I find these days the hardest. The sun is shining but it just doesn’t help. I have no real reason for being irritable so my mum guilt goes into overdrive (that helps no end). Don’t get me wrong I am truly thankful for everything I have, a supportive husband, too beautiful daughters who are growing into a pair of lovely little ladies. But if I have to listen to Pinky shout ‘Mummy’ in her whining tone one more time I think I will lock myself in a cupboard somewhere. Just speak to me nicely!
Hubby pointed out to me the other day that she was brilliant with him until I walked into the room. It was a brave comment on his part that was not met kindly by me! I am well aware that children play up for their mothers, or main care giver. Mine are no different. However I think Hubby sometimes thinks that Pinky exacerbates it because he is providing her with an audience.
She is just that shitty with me normally.

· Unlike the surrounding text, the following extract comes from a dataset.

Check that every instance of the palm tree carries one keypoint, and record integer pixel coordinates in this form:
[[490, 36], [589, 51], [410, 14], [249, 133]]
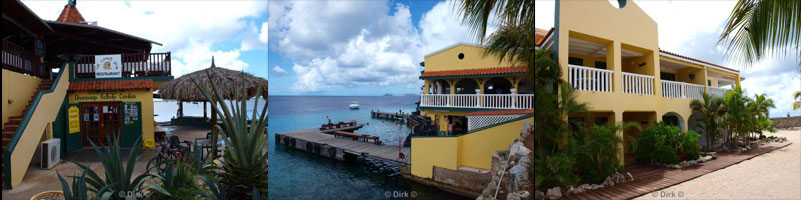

Sometimes it doesn’t bother me. Pinky is simply a mini me. We are so alike. Its like a daily dose of self reflection that I didn’t ask for. Sometimes I can use this alikeness to my advantage and other times we just clash. Badly! I picked her up from preschool the other day and her key worker was amazed at how well she could draw people for her age. I looked shocked and said I didn’t think she could draw anything other than squiggles. But sure enough she made some very distinctive stickmen. I felt really guilty that this ability had gone totally unnoticed by me, her mother! We just cant draw together, to date it has always ended in tears…. usually mine. I guess it all swings and roundabouts because we can do puzzles together all day long without it resulting in us getting frustrated with each other. I may be so bored I could pull my own eyes out but there isn’t a tantrum or tear in sight.
I do hope that Perky is a little different, if there are three women in this household with personalities that are too similar its going to be a long few years ahead.
Fortunately this evening I have a ‘mummy date’ meeting a friend for a child free catch up, so I can go out and refresh before starting all over again tomorrow morning.